Enter now the LSOHC, a 12-member citizen-legislative council that recommends spending from the state's Outdoor Heritage Fund, one of four money pots created by passage in 2008 of the Clean Water, Land and Legacy Amendment.

Various LSOHC members, including chair David Hartwell, as well as Rep. Leon Lillie, DFL-North St. Paul, and Senator Foung Hawj, DFL-St. Paul, are said to support installing a carp deterrent at Lock and Dam 5.

They and others believe a deterrent, together with carp-capturing efforts the DNR already undertakes downriver of Lock and Dam 5, is the best way to protect Minnesota waters from invaders that not only threaten lake and river ecosystems, but also boating, fishing, swimming, and other types of water recreation.

The LSOHC would have considered funding a Lock and Dam 5 deterrent years ago, some council members say. But the DNR never brought a proposal to the council.

Now — thanks in part to a $12 million windfall the council has to appropriate — the carp-deterrent stars have aligned in ways that were unimaginable even a month ago, and the DNR and the U.S. Fish & Wildlife Service (FWS) on Tuesday will jointly propose that the LSOHC fund a Lock and Dam 5 carp deterrent.

Representatives of the Army Corps of Engineers and the U.S. Geological Survey also are expected to attend the Tuesday meeting.

Approval of the DNR-FWS deterrent proposal by the council on Tuesday is important because its other conservation funding recommendations, totaling $181 million, are moving through the state Legislature. The carp deterrent plan would have to be amended to the recommendations to gain approval in the current legislative session.

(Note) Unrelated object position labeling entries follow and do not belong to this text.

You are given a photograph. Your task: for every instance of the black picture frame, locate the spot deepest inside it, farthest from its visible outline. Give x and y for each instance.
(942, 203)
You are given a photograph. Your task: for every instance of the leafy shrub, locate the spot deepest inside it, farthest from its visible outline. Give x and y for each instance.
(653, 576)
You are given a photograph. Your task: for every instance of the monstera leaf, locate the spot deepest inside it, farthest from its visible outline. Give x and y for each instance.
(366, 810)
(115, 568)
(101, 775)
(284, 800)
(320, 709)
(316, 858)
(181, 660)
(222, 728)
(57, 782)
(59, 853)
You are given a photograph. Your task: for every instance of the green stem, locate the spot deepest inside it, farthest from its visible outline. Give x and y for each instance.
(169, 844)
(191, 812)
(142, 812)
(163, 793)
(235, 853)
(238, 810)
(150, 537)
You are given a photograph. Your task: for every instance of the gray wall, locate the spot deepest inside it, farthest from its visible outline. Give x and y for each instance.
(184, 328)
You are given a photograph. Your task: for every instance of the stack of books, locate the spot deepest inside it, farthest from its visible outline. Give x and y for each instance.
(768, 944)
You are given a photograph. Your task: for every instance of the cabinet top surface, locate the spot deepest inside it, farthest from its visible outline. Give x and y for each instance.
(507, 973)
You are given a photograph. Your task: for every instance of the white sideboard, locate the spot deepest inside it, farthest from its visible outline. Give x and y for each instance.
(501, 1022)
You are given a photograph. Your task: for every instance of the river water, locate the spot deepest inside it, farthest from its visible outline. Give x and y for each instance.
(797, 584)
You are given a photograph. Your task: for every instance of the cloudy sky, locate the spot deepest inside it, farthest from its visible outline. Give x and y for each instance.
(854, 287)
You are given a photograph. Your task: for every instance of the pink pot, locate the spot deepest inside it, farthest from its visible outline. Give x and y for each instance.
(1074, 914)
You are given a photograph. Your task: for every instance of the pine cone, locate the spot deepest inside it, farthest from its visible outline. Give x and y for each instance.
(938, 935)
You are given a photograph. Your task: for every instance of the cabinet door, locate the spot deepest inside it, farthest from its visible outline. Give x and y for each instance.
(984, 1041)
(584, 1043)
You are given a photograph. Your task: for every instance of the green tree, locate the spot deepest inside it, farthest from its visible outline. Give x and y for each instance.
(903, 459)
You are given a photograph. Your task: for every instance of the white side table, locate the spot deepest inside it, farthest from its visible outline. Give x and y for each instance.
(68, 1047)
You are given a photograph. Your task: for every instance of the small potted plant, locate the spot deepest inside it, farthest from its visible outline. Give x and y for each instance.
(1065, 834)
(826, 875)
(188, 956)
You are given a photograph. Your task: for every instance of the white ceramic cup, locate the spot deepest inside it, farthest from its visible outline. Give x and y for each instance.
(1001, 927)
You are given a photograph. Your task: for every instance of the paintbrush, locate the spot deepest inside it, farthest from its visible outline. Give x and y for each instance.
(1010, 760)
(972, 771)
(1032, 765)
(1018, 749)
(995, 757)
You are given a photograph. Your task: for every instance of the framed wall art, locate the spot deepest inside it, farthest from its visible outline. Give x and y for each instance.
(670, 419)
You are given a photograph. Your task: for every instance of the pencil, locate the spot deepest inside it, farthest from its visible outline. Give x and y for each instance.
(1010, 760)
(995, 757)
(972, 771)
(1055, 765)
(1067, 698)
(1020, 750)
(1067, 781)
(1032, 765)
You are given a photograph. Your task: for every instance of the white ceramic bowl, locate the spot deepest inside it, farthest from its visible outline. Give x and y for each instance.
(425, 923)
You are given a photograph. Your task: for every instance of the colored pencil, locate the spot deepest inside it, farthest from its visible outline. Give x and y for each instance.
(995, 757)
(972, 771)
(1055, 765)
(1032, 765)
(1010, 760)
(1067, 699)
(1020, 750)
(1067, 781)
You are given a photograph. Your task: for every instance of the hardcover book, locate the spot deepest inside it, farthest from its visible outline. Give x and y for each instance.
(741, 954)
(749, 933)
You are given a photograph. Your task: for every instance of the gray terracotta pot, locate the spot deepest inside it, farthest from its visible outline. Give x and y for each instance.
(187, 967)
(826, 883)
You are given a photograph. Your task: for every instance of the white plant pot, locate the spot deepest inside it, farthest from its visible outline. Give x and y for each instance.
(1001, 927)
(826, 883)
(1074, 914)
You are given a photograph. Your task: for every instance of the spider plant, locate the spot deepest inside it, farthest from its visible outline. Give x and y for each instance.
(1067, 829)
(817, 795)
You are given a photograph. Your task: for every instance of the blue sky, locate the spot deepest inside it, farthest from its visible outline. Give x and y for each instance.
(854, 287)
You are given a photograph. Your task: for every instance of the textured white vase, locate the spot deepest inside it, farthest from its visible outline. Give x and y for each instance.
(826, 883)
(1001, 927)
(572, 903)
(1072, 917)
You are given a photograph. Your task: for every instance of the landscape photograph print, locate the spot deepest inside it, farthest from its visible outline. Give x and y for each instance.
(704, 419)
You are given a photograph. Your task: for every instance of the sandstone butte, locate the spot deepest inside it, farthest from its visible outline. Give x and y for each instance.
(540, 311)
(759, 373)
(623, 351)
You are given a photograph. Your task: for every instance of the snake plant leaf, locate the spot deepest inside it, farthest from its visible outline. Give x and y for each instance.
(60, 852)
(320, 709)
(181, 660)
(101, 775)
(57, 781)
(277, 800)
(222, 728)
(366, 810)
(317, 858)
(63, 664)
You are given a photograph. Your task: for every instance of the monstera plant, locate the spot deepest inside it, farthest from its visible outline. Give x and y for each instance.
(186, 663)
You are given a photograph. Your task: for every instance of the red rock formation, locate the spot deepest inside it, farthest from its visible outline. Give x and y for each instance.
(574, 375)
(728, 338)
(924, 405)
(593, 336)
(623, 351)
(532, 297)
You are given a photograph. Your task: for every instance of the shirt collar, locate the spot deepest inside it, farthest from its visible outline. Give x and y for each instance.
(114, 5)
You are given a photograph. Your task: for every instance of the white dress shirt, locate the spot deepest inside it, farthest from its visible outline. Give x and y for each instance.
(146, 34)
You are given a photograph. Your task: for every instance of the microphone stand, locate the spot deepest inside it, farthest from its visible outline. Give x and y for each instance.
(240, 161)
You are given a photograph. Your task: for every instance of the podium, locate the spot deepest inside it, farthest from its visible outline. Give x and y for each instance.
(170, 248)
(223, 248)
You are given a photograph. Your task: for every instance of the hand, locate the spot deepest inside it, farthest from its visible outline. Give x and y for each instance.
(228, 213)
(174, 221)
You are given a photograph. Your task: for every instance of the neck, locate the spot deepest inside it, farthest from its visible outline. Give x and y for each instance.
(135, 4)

If the LSOHC supports the deterrent idea and the Legislature follows suit, the $12 million will be available for five years beginning July 1. A detailed plan must be submitted to the LSOHC before funds are disbursed, however, outlining how the money will be spent. Follow-up accomplishment plans also are required.

A key assumption in the plan is that the Corps of Engineers will award a research permit for the deterrent — a process that apparently can be expedited.

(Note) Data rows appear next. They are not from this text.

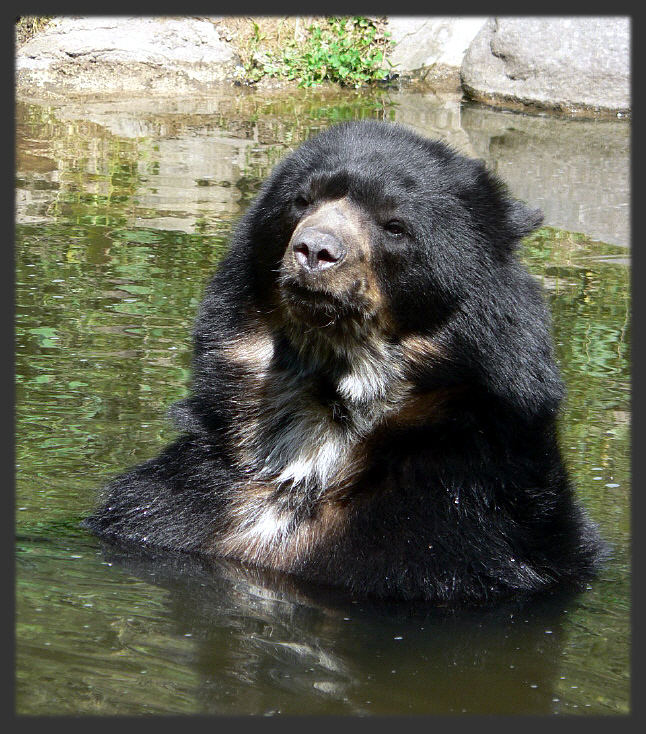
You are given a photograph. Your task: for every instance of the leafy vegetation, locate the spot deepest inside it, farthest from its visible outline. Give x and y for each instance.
(351, 51)
(28, 25)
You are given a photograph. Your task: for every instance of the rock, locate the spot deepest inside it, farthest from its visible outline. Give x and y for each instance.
(569, 64)
(437, 43)
(124, 54)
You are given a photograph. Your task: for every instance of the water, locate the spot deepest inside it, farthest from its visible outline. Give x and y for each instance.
(123, 210)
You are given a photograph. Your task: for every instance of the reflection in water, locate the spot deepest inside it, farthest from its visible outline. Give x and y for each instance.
(289, 644)
(123, 211)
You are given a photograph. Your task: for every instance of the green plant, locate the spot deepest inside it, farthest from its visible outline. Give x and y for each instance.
(346, 50)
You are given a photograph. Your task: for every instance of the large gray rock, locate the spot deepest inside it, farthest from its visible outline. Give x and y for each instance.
(116, 54)
(561, 63)
(423, 42)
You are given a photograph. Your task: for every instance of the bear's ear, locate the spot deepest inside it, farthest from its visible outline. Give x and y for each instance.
(522, 219)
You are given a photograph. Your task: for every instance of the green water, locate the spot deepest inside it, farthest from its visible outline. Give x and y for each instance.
(123, 210)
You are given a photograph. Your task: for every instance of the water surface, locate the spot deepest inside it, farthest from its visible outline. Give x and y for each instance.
(123, 211)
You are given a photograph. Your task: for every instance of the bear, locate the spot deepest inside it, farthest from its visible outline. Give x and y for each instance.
(374, 393)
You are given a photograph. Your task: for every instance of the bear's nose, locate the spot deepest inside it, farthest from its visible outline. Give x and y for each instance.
(315, 250)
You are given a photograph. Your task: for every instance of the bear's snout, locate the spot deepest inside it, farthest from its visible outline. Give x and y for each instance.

The deterrent likely will be similar to one manufactured in Britain that the FWS successfully placed in a Kentucky lock. Installation can only occur in winter, between Mississippi River shipping seasons.

An aside:

If the deterrent funding is approved, a significant share of the credit should go to the tens of thousands of hunters and anglers — and others — who insisted before passage in 2008 of the Legacy Amendment that a citizen-led council be established to recommend appropriations from the Outdoor Heritage Fund.

Memories of the Legislature ripping off money from lottery proceeds that Minnesota voters believed were designated for conservation were still fresh in the minds of sportsmen and sportswomen during the run-up to passage of the Legacy Amendment. Sportsmen and women had to be convinced that money flowing from the amendment wouldn't go directly to the DNR and wouldn't be distributed solely at the whim of legislators.

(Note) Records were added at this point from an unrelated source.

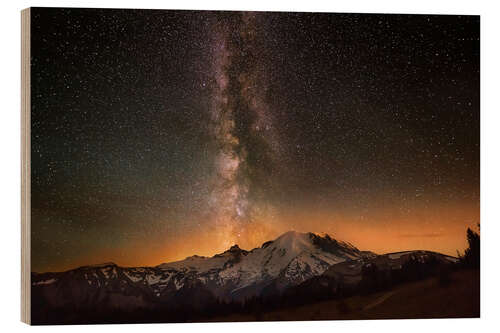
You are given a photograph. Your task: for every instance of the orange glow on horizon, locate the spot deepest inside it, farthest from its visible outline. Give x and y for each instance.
(440, 228)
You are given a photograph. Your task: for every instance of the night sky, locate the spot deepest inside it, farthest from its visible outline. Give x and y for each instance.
(161, 134)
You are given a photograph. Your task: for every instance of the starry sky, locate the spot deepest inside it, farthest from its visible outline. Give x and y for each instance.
(161, 134)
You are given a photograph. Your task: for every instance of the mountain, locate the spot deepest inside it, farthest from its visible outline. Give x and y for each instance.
(293, 260)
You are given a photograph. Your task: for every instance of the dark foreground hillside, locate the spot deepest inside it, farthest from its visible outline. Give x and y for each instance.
(457, 297)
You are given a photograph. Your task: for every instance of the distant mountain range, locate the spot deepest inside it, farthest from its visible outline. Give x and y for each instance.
(290, 261)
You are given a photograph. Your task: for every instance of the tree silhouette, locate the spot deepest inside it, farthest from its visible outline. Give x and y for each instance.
(471, 257)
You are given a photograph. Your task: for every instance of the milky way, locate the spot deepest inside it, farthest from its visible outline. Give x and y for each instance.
(161, 134)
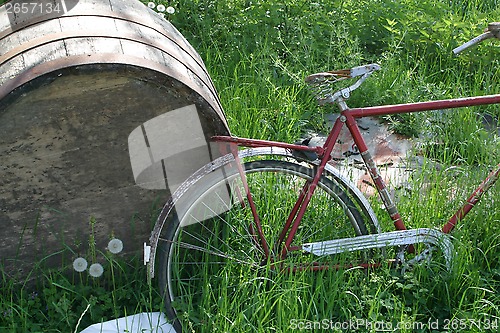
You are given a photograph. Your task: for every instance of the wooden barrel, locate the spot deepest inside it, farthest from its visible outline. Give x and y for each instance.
(74, 90)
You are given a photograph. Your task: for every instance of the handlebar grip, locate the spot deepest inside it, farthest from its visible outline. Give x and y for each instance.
(492, 31)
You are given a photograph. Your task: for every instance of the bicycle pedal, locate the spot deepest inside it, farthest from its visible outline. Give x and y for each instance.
(304, 154)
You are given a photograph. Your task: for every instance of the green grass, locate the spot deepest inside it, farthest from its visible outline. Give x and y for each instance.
(258, 54)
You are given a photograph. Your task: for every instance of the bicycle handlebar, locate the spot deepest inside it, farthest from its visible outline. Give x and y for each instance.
(493, 31)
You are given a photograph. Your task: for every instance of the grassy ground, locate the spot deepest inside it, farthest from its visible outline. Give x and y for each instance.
(258, 54)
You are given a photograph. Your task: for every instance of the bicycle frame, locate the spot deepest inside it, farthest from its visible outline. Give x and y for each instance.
(348, 117)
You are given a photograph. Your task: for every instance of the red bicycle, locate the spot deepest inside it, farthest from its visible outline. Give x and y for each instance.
(280, 208)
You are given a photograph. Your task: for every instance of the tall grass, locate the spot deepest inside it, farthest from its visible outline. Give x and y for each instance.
(258, 54)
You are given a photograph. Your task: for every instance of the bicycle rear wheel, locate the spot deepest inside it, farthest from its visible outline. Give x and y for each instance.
(211, 264)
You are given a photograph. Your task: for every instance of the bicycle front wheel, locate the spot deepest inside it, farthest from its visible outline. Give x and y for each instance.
(213, 270)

Unless those provisions were met, many hunters and anglers said, they wouldn't vote for the Legacy Amendment.

Thus the LSOHC was born.

This isn't to diminish the importance, ultimately, of the broad coalition, including environmentalists — the group's rallying cry, after all, was "Guns and Greens Working Together" — that joined to gain the amendment's passage. The addition of arts and culture supporters to the alliance also was critical. But it was the insistence of hunters and anglers — an effort led by Garry Leaf, a volunteer, among many others — that a citizen-legislative council be established that set the stage for the amendment's approval by voters and laid the groundwork for the more than 1,500 conservation projects the LSOHC has recommended for funding.

Whether funding of a much-needed — and much-delayed — invasive carp deterrent at lock and Dam 5 will be the LSOHC's latest, and perhaps most important, success will be determined Tuesday. The public can view the 11 a.m. meeting online at bit.ly/LEScarp.